Em contato com o RR, a Petrobras informou que “o consórcio do bloco Tayrona está em fase de planejamento das atividades relativas ao Plano de Avaliação da descoberta do poço Uchuva-1, incluindo possibilidades de otimização do projeto.” Perguntada sobre o cronograma do projeto, a estatal saiu pela tangente: “A primeira etapa da campanha exploratória se deu com a perfuração do poço Uchuva-1 e a próxima etapa respeitará os prazos contratuais do bloco Tayrona, incluindo aqueles relativos ao Plano de Avaliação da Descoberta (PAD) do poço Uchuva, conforme compromissos firmados junto à ANH (Agência Nacional de Hidrocarburos). Consultada se já existem movimentações para a contratação de equipamentos e serviços, mais evasivas: “O consórcio do bloco Tayrona atua de forma diligente para o cumprimento contratual dos prazos junto à ANH (Agência Nacional de Hidrocarburos).”

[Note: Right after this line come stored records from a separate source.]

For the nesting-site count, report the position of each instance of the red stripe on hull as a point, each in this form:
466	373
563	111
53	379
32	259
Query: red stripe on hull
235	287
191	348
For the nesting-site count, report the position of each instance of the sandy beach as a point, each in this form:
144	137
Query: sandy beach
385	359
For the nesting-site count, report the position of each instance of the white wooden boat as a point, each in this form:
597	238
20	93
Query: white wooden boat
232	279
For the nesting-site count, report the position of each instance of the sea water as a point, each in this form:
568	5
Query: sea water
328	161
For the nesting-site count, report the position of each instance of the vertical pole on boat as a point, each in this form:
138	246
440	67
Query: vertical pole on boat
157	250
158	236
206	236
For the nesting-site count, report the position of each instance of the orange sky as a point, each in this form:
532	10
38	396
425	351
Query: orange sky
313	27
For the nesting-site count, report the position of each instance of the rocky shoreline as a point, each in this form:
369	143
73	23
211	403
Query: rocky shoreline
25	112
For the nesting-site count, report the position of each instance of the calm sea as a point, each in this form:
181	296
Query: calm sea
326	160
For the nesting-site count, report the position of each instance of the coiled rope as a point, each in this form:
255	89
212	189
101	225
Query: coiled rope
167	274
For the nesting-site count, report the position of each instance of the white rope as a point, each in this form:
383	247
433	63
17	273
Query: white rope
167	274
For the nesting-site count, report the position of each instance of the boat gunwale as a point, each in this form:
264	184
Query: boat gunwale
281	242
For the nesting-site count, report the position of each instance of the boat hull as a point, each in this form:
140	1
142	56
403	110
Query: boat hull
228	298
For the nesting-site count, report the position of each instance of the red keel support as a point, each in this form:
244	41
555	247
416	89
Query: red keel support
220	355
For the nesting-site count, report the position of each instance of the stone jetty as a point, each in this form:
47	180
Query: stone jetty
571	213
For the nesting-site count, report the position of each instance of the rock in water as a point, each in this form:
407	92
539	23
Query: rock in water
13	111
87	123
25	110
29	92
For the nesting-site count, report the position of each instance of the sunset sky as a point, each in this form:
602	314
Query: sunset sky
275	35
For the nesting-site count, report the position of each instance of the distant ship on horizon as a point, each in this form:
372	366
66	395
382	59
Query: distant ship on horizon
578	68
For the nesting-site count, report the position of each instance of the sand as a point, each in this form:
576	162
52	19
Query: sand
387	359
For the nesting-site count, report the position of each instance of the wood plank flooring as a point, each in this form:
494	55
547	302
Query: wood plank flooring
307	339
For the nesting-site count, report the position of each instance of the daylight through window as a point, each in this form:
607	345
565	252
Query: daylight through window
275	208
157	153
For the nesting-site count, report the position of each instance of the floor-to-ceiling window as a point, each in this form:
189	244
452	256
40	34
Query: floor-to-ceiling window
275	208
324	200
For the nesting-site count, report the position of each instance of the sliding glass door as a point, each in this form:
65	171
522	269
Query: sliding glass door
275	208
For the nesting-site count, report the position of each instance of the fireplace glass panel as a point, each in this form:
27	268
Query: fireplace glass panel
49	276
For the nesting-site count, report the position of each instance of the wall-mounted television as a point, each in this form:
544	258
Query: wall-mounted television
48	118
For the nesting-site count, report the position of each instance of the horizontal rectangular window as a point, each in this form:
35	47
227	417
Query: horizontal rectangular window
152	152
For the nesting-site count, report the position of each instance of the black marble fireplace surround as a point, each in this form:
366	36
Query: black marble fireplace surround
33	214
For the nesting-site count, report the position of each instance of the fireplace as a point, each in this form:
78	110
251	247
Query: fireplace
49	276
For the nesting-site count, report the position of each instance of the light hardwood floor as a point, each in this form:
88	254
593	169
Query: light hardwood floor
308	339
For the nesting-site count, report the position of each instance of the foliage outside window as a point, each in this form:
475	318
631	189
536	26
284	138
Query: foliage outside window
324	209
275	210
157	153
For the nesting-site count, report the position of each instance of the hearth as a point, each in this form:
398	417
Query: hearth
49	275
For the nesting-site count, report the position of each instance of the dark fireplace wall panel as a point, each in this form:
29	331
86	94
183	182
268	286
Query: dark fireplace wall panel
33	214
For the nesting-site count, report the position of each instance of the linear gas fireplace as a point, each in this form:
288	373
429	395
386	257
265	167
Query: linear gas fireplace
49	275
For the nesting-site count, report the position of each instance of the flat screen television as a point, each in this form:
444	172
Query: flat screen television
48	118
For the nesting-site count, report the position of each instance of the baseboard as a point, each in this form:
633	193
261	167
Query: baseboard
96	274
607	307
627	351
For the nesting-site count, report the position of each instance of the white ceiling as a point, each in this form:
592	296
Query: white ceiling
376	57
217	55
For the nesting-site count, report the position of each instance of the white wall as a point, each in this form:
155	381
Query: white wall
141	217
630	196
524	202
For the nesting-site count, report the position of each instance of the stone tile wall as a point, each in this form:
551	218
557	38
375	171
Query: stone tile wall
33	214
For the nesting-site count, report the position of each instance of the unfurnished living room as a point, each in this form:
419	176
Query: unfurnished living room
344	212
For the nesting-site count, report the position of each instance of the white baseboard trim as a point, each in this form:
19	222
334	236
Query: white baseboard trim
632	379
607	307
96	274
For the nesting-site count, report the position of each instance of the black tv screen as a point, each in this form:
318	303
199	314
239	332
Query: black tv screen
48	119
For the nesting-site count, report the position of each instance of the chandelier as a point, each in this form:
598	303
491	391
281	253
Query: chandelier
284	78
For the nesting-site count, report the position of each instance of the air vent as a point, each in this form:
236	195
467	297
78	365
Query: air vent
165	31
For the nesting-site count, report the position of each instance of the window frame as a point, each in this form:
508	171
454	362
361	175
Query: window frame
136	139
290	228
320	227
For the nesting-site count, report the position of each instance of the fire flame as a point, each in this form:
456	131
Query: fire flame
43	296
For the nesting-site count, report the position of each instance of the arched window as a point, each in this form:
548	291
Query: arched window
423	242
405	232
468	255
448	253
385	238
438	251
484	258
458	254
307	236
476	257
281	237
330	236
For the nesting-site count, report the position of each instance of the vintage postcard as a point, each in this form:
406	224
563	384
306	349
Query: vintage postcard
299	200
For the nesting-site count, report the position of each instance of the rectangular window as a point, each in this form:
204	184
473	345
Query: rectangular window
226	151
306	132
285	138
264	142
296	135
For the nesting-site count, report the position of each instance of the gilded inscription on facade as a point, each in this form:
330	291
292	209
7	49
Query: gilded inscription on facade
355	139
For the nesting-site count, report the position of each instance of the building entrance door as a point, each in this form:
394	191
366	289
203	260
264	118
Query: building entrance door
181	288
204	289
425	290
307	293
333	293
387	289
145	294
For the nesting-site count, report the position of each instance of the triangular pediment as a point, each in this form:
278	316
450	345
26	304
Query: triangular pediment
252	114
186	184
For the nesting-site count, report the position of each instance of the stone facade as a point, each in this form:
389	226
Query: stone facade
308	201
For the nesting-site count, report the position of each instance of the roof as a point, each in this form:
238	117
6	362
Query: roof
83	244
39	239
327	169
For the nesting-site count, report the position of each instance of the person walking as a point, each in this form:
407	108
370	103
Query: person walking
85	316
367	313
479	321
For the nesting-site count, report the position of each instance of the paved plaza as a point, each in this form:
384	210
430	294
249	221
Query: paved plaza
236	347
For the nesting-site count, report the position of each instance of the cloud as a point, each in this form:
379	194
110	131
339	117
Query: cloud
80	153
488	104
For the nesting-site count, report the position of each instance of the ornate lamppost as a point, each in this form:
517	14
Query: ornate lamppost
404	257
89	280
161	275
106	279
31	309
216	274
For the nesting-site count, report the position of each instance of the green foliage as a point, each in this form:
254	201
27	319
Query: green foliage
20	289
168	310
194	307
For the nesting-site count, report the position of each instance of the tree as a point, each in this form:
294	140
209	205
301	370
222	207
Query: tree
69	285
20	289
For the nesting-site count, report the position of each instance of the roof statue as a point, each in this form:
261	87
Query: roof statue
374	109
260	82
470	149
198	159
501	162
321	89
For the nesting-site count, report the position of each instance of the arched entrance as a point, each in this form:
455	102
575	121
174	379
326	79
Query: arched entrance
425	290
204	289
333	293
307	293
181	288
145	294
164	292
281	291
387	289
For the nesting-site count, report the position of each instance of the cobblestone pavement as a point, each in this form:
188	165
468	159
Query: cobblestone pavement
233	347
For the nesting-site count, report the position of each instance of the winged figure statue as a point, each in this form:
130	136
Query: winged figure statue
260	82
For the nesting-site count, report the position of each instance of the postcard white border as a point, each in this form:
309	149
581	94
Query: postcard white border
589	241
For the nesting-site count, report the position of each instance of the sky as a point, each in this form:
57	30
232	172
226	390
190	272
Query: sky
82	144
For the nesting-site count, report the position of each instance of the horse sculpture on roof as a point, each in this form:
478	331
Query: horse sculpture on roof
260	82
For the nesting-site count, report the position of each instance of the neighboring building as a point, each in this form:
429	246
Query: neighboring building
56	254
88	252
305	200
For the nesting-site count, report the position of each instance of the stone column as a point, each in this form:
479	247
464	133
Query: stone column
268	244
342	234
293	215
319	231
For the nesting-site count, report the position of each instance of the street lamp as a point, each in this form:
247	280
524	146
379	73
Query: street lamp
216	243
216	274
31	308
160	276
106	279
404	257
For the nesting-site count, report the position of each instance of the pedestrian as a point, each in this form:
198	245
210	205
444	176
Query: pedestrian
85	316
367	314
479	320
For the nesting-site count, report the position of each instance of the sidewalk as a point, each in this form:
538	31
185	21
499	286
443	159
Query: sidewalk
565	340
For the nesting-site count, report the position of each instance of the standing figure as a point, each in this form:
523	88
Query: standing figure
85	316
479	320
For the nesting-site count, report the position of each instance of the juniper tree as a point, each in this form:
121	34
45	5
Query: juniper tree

O súbito interesse da direção da Petrobras em relação ao projeto tem incomodado a área técnica da estatal, por uma série de razões. De acordo com a mesma fonte, não há, até momento, qualquer cálculo financeiro aprovado ou estudo definitivo do corpo técnico que embase a antecipação dos investimentos em Uchuva-1. Ao RR, a Petrobras informou o projeto “está em processo de avaliação econômica, conforme compromissos firmados junto à ANH (Agência Nacional de Hidrocarburos) no Plano de Avaliação da Descoberta.” Além disso, dentro da Petrobras sempre vigorou o entendimento de que o projeto é relevante para a Colômbia, mas de menor importância para a estratégia de negócios da própria companhia. Os reservatórios de gás no país estão declinando. Estima-se que já a partir de 2025 a Colômbia terá de importar um volume expressivo do insumo, o que explica a pressa do governo do presidente Gustavo Petro em acelerar o início da campanha de exploração em Uchuva-1. Ou seja: o empreendimento é prioritário para a Colômbia, mas não exatamente para a Petrobras.
Desde 2020, a operação no bloco Tayrona já era tratada como carta fora do baralho da Petrobras. Tanto que, há mais dois anos, a empresa vem tentando vender sua participação no consórcio com a Ecopetrol. Dentro da própria estatal, há informações desencontradas sobre o processo de desmobilização do ativo. O RR perguntou à Petrobras se a companhia desistiu de se desfazer da sua participação no bloco Tayrona. A resposta? Nenhuma palavra sobre o assunto.